Diskusi publik ini dengan pembicara Lesty Putri Utami, Ummi Hani, Sujiatmoko, S.E.dan Azis Amriwan, S.Si., M.Si.
“Kuda Tuli” itu singkatan dari Kerusuhan Dua Puluh Tujuh Juli. Ini salah satu peristiwa penting dalam sejarah politik Indonesia masa Orde Baru, “ujar Lesty Putri Utami.
Apa yang terjadi 27 Juli 1996? Waktu itu kantor DPP PDI di Jl. Diponegoro No. 58 Jakarta yang dipimpin Megawati Soekarnoputri diserbu paksa. Bentrok terjadi antara pendukung PDI dengan aparat + kelompok lain. Banyak yang ditangkap, luka-luka, bahkan ada yang meninggal dan hilang.
Peristiwa ini dianggap titik balik karena jadi simbol perlawanan terhadap pembungkaman demokrasi.
Kenapa diperingati tiap tahun?
1. Mengenang korban dan yang hilang
Ada aktivis, mahasiswa, dan rakyat biasa yang jadi korban. Keluarga korban dan aktivis HAM memperingati biar mereka tidak dilupakan.
2. Pengingat pentingnya demokrasi
27 Juli jadi simbol: “Jangan sampai negara pakai kekerasan buat membungkam perbedaan pendapat”. Makanya tiap tahun diperingati sebagai pelajaran politik.
3. Tuntutan keadilan belum selesai
Sampai sekarang kasus penculikan dan pelanggaran HAM 1996-1998 belum tuntas di pengadilan.

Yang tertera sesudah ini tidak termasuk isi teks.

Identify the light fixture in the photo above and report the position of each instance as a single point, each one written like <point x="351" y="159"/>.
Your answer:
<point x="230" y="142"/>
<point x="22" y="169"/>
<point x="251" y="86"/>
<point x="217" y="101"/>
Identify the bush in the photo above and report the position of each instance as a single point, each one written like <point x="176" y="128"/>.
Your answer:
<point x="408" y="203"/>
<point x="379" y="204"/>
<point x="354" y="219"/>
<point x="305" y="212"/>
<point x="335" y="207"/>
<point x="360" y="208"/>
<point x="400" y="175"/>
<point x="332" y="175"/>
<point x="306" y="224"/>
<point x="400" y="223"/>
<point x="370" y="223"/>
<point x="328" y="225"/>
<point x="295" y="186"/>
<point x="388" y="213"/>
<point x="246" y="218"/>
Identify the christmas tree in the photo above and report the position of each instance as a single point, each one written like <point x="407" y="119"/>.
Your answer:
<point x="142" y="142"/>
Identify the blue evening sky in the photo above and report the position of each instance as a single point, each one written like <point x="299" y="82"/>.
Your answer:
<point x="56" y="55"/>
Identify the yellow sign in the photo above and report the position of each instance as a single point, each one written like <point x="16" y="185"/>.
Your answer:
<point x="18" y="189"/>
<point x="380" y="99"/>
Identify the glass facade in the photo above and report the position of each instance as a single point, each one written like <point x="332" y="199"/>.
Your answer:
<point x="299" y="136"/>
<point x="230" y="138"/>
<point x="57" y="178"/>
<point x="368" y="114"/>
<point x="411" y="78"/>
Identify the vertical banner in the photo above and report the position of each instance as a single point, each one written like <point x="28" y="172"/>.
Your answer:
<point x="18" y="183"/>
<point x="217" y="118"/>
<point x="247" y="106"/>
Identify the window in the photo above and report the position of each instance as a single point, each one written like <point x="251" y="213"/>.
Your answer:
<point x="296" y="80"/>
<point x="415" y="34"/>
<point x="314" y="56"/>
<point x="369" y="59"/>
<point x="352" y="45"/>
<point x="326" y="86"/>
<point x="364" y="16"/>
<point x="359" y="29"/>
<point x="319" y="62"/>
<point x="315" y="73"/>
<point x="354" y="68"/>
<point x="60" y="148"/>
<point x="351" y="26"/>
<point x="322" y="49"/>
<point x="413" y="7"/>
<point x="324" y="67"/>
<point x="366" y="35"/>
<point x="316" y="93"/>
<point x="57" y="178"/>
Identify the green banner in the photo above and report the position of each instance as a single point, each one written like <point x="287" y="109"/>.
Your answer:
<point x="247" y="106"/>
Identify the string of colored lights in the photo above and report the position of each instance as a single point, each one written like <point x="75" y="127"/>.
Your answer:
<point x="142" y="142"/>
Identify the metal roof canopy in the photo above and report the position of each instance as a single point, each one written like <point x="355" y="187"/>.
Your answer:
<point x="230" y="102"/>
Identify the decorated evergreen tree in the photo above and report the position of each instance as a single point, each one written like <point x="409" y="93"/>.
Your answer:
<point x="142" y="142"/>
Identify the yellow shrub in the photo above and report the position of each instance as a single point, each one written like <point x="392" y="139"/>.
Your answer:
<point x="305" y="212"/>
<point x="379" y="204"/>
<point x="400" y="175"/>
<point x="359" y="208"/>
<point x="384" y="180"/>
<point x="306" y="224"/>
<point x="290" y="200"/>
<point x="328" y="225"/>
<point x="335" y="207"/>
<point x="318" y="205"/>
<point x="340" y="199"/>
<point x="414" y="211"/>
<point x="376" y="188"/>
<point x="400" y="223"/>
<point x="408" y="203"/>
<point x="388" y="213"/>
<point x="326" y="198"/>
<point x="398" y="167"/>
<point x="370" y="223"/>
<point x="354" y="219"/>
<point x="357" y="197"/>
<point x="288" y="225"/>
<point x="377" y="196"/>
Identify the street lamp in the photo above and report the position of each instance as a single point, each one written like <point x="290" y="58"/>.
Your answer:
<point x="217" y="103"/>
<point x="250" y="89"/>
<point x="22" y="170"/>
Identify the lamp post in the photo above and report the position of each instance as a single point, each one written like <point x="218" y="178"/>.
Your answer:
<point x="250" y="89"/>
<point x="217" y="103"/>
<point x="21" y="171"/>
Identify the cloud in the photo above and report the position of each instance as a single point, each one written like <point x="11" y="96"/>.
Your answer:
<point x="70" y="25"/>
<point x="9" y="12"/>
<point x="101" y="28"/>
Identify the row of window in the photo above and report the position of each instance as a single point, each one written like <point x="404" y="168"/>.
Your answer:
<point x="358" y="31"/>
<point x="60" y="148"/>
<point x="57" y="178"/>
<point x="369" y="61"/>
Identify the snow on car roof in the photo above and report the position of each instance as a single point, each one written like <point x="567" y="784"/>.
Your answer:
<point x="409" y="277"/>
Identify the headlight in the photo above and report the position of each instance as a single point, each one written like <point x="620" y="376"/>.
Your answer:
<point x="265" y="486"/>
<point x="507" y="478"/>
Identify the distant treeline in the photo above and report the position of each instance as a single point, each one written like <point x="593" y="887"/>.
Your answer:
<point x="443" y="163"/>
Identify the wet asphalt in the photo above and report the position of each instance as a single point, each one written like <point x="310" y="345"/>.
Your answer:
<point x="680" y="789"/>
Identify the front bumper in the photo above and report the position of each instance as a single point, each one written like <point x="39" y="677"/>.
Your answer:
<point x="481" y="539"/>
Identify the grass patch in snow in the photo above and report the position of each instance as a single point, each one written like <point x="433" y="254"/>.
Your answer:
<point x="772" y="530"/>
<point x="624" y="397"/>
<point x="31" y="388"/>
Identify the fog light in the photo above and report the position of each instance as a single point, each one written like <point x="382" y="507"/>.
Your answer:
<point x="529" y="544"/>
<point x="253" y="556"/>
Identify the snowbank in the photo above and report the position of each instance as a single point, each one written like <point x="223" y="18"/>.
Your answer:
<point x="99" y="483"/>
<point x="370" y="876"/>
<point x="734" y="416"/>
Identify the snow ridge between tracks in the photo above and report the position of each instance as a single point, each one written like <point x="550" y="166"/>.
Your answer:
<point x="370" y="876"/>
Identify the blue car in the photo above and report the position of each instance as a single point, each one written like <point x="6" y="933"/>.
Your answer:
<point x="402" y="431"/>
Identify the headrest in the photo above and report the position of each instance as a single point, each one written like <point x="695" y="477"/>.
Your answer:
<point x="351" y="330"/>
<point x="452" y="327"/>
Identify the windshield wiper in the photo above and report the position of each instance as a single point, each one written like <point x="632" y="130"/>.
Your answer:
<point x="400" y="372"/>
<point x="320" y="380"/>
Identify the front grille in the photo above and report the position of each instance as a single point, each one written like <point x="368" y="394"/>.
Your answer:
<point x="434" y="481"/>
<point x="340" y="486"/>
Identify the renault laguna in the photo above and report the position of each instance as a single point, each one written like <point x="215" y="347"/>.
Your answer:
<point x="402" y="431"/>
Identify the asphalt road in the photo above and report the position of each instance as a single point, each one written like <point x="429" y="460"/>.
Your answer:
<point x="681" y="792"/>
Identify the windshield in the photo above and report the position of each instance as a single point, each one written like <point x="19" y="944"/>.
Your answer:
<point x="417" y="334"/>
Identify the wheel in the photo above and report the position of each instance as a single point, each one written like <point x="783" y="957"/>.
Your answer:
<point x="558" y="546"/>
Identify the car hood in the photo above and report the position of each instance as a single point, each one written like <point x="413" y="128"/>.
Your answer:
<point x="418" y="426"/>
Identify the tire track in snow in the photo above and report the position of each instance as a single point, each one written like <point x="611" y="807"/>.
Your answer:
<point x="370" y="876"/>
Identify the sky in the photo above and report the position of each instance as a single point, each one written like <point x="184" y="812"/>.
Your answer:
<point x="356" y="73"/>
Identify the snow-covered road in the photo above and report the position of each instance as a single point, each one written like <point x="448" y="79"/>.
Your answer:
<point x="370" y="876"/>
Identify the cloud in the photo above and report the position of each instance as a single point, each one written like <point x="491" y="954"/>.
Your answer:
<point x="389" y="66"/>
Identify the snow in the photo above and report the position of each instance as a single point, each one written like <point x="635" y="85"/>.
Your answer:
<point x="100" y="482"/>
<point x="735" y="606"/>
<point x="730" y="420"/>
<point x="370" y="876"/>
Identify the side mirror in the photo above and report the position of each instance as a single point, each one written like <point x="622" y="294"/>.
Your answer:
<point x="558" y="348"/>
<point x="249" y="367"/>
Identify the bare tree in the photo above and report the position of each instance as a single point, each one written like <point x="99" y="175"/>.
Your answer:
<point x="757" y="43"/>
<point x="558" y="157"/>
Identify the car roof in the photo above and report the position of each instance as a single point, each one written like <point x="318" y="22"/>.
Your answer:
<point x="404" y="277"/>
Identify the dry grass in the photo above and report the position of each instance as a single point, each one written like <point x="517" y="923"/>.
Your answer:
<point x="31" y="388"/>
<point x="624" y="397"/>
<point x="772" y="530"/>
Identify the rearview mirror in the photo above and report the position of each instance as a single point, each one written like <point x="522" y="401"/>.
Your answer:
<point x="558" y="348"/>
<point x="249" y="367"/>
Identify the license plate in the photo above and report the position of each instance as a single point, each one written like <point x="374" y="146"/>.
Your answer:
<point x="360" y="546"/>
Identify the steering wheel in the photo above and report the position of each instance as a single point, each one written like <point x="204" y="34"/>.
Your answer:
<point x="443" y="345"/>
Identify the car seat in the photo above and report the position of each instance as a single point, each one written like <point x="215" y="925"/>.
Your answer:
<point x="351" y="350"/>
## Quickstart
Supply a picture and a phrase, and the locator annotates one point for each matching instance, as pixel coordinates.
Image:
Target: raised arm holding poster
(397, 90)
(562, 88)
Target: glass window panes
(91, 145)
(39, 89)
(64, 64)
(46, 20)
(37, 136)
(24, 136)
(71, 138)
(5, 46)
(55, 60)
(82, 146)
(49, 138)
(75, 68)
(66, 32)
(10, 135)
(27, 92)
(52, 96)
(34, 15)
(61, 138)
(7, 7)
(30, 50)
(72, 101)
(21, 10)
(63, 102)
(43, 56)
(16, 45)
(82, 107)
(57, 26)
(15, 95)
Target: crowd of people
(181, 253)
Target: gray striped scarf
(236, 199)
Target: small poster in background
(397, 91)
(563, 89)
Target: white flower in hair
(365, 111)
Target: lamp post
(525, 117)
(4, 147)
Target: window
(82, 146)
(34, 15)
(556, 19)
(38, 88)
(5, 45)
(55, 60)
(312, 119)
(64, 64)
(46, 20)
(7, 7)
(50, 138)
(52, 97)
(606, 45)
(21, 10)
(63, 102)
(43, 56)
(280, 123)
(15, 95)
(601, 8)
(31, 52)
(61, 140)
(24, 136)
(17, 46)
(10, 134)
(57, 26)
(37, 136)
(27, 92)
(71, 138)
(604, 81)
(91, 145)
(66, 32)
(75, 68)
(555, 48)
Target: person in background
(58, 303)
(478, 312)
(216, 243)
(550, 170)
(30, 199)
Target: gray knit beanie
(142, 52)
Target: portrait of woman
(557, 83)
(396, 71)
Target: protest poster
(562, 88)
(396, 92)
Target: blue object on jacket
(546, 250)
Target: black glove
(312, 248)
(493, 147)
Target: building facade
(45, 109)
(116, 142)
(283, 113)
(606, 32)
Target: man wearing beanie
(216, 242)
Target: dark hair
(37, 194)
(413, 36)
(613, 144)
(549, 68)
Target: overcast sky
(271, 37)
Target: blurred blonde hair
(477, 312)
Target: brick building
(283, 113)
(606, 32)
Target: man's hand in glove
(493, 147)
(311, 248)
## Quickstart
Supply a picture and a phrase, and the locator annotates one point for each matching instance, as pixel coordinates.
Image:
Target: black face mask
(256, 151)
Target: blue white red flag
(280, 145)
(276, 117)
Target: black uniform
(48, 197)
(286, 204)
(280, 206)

Aksi peringatan juga jadi cara menagih janji negara buat mengusut tuntas.
4. Warisan buat generasi muda
Biar anak muda tau sejarahnya. Dari “Kuda Tuli” inilah semangat reformasi 1998 makin besar.
Jadi bukan perayaan, tapi peringatan + refleksi Biasanya isinya tabur bunga, diskusi, do’a bersama, dan aksi damai.
Singkatnya: diperingati tiap tahun biar sejarah kelam tidak terulang, dan biar nilai demokrasi tetap dijaga.